Abstract

TO ANYONE READING THE DRAMA Maria Stuart (1800) by Friedrich Schiller today, more than 200 years after its Weimar premiere, the power struggle between the two queens may seem like a dusty tableau from a distant past: on the right in this picture the virginal, austere Elisabeth, queen of England, on the left her seductive and beautiful rival, Maria Stuart, queen of Scotland. And one wonders what motivated Elfriede Jelinek to choose this constellation in her play Ulrike Maria Stuart (2006), which bears the subtitle “Queens’ drama.” I would like to formulate some theses on this topic that focus primarily on the relationship between women and power. First of all, I will offer a brief analysis of Schiller's “women's drama,” which has received less attention and appreciation in traditional scholarship than his “male dramas” Die Rauber , Don Carlos , Wallenstein or Wilhelm Tell , even though its antithetic structure is considered to be particularly well executed. Moreover, on stage the tragedy of the two competing “sisters” has always stood in the shadow of the Maid of Orleans , which was written a little later and whose “militant femininity” has become an impetus for spectacular new productions, especially in current director-driven theater.
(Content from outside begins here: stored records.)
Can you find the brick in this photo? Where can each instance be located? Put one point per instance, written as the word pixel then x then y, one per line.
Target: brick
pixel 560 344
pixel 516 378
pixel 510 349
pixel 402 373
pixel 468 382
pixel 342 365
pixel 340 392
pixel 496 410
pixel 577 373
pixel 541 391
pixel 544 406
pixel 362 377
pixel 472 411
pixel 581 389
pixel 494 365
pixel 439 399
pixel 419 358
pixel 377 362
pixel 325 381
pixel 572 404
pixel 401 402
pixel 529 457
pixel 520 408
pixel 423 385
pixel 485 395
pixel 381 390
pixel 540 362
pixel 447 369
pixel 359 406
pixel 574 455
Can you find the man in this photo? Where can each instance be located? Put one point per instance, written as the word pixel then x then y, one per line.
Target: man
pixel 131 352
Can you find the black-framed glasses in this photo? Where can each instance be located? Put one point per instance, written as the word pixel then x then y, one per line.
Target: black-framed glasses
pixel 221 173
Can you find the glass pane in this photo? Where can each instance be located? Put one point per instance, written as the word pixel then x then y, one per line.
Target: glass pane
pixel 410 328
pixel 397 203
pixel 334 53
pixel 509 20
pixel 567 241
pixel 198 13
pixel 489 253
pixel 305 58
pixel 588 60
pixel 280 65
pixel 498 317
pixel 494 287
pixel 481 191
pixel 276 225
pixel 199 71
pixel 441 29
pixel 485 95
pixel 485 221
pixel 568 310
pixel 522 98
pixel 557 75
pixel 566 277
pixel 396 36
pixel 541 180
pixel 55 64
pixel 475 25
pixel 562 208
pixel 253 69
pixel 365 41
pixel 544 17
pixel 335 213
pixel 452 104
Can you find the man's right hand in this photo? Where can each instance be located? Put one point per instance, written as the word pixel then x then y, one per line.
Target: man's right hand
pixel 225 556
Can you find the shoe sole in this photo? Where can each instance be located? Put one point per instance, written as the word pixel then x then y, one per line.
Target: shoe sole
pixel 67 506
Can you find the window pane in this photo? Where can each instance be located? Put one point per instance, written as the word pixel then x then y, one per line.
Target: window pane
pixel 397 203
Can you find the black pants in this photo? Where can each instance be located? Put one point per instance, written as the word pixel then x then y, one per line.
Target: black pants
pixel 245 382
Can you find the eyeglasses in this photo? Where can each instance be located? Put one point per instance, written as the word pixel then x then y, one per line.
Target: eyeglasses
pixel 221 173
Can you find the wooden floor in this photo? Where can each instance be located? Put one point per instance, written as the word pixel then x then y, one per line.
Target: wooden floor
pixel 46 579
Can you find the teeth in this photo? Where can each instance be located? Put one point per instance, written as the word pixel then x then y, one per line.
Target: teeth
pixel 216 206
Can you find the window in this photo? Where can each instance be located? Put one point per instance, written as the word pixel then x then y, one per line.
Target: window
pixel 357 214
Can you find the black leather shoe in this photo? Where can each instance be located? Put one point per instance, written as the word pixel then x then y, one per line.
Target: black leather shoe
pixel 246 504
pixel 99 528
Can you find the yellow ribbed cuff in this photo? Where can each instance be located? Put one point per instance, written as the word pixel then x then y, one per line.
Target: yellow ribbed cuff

Then I will turn to Jelinek's “Secondary Drama,” which, in its reference to the “classical model,” reexamines power and gender conflicts in a contemporary context. As I will show, Schiller ultimately reframes a female competition for power as an erotic rivalry and thus resituates his two female sovereigns safely in a more gender-appropriate sphere. In contrast, Jelinek links female power to maternity and deconstructs the notion that women derive power from motherhood. Schiller Schiller began work on Maria Stuart shortly after completing his Wallenstein trilogy. While Wallenstein was about the design of a “genius of strength” (Kraftgenie) who oscillates between grandiosity and depression, 3 Maria Stuart is concerned with the confrontation of two female rulers who fight for power and who—despite many differences—prove similar in character, even though the contrasting arrangement of the drama leads readers to assume the opposite. In some ways, Elisabeth and Maria—much like their “royal sisters” Kathchen von Heilbronn and Penthesilea a little later in Kleist—function as “two sides of the same coin”: together, they represent the “split image of woman” typical of male-authored literature around 1800.